La hackathon, le marathon de
l’intelligence
Katie-Flore Fils-Aimé, Présidente du Groupe ECHO |
Groupe Echo, sous le leadership de sa présidente Katie-Flore Fils-Aimé, a réussi un gros événement le week-end dernier, et qui n’a pas été souligné suffisamment dans les médias, la première édition de hackathon en Haïti, HackFest 2016. Pourtant, aucun reportage, aucune interview, aucun bulletin de nouvelles, aucune brève dans l’actualité des médias de la capitale, excepté Le Nouvelliste et le journal en ligne Haiti Libre. A croire que ce qui les intéresse se réduit à la politique et tout le bataclan qui nous empêche de créer dans ce pays.
Pendant ce temps, 135 jeunes hommes et femmes, pour la plupart étudiants ou encore des jeunes professionnels, ont donné au pays la preuve et la mesure que l’intelligence n’est pas morte dans ce pays. Le hackathon organisé par groupe Echo a tenu bien de ses promesses, et montre aux jeunes la voie à prendre. Les 200 personnes constituant le public en ont eu pour leurs attentes. Un satisfecit mérité pour le Groupe Echo et à sa présidente, Katie-Flore.
Sur 27 équipes (de 5 personnes chacune) inscrites au départ, 9 ont été
retenues au final dans un processus de sélection.
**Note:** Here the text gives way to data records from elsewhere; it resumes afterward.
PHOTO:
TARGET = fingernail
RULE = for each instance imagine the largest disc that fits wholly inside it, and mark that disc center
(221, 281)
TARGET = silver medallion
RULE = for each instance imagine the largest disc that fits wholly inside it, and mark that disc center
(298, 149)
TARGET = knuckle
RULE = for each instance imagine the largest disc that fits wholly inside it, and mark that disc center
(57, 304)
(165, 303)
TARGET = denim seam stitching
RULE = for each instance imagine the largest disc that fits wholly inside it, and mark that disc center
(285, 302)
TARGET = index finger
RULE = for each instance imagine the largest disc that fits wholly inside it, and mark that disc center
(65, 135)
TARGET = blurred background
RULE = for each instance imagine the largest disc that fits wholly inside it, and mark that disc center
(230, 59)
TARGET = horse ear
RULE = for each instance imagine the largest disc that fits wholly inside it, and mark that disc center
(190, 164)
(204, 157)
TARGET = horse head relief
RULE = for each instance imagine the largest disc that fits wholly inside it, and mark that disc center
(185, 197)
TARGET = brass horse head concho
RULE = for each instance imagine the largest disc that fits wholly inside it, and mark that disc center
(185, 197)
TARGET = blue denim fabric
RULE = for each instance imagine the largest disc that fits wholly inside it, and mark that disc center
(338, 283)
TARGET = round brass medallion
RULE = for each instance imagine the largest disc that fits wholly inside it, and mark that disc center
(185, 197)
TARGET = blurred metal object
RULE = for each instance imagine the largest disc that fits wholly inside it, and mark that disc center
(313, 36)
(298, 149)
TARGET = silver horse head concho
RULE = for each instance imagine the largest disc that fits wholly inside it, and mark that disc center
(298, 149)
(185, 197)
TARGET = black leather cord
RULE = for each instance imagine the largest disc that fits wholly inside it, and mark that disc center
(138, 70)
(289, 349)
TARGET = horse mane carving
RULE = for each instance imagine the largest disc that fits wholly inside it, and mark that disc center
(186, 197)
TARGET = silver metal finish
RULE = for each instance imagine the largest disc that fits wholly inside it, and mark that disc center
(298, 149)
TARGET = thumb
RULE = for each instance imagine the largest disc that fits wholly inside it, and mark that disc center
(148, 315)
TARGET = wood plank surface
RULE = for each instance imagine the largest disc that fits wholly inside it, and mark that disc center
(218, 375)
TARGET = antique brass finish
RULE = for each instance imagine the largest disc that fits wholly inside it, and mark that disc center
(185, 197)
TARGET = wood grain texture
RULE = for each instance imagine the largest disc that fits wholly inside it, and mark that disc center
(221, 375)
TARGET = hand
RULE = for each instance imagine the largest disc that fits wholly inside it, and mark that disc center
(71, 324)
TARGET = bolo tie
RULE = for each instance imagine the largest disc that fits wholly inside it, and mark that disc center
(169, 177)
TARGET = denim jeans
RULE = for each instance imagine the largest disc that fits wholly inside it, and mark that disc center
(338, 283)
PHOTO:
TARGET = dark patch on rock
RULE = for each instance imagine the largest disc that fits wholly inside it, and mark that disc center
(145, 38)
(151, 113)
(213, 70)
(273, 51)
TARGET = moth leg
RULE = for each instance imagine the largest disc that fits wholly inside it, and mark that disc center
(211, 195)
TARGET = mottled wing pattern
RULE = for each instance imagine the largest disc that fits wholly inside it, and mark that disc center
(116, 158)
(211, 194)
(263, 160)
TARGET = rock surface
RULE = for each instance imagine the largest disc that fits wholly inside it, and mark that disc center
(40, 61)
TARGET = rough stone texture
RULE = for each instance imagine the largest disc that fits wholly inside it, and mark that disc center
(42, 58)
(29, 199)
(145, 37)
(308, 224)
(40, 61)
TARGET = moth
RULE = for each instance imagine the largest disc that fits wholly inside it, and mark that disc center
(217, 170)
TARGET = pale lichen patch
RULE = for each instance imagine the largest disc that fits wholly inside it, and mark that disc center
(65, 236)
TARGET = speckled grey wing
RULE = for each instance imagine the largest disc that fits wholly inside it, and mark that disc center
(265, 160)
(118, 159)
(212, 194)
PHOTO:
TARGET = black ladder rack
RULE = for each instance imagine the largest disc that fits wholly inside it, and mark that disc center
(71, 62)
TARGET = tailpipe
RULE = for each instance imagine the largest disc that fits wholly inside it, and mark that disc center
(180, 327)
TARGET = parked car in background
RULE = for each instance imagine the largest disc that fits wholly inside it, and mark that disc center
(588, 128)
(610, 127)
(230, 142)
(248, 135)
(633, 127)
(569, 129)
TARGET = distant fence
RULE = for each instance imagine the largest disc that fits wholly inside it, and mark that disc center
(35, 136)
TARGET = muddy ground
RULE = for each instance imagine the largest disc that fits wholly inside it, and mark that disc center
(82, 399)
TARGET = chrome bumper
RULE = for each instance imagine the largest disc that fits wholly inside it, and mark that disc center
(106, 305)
A l’hôtel Oloffson, ces
jeunes ont passé 2 jours et 2 nuits (20-21 mai), quasiment sans dormir, à
discuter de leur projet de solutions numériques à des problèmes réels du pays
selon les thèmes du concours, à écrire des codes informatiques, à tester leurs applications
naissantes sur différents terminaux informatiques, à peaufiner leur
présentation.
Une partie du public |
Un jury aux compétences
variées
Le jury constitué pour désigner, dans la soirée du dimanche 22 mai au
Mariott Hotel, l’équipe gagnante de cette première édition du hackathon était
formé d’Etzer Emile, économiste, directeur de programme à l’université
Quisqueya ; de Frantz Mathias, ingénieur en électronique, pdg de
E-Telinc ; de Sulette Emile, ingénieur en électronique, spécialiste en
base de données, directrice des applications bancaires à la Sogebank ; de
Kenny-Robert Philippe Auguste, Dr en informatique et directeur de programme à
l’Ecole d’Infotronique d’Haiti (ESIH); Patrick Attié, ingénieur en
électronique, directeur général de l’ESIH.
Les 5 juges ont été excellents dans leurs commentaires et dans leur
évaluation des projets présentés. Ils n’ont pas été tendres avec les compétiteurs :
souvent tranchants, mais toujours justes dans leurs observations, critiques et
recommandations. Une épreuve que la majorité des 9 équipes qui concourraient
n’ont pas affectionnée, au point même de vouloir polémiquer avec certains
membres. Mais ces jeunes doivent le savoir : un jury qui évalue un projet
est plus une cour d’accusation qu’une chambre d’enregistrement qui félicite ou
acclame. Un jury se doit donc d’être exigeant. A eux de se hisser à leur
hauteur pour le convaincre.
Les 5 membres du jury |
Le HackFest 2016, un système
en rodage
Trois faiblesses sont à noter dans la conduite du Haiti HackFest 2016,
ce dimanche 22 mai au Marriot Hotel, autant d’enseignements pour améliorer les
éditions à venir, si tel est le cas.
Les présentations des projets ont été maladroites en général, mal
négociées pour certains, ratées par d’autres, pour des raisons évidentes :
ils ne sont pas habitués à l’exercice (une faiblesse notable dans les
compétences fournies par les universités); ils sont passés à coté de
l’essentiel (ils perdent du temps dans des aspects techniques qui n’intéressent
guère le public); des exposés trop verbaux et pas assez démonstratifs (faire
une simulation de la façon qu’on utilise l’application était ce qui importait
surtout) ; une course contre la montre qui a rendus les jeunes fébriles
(eh oui ! le temps disposé n’est pas extensible).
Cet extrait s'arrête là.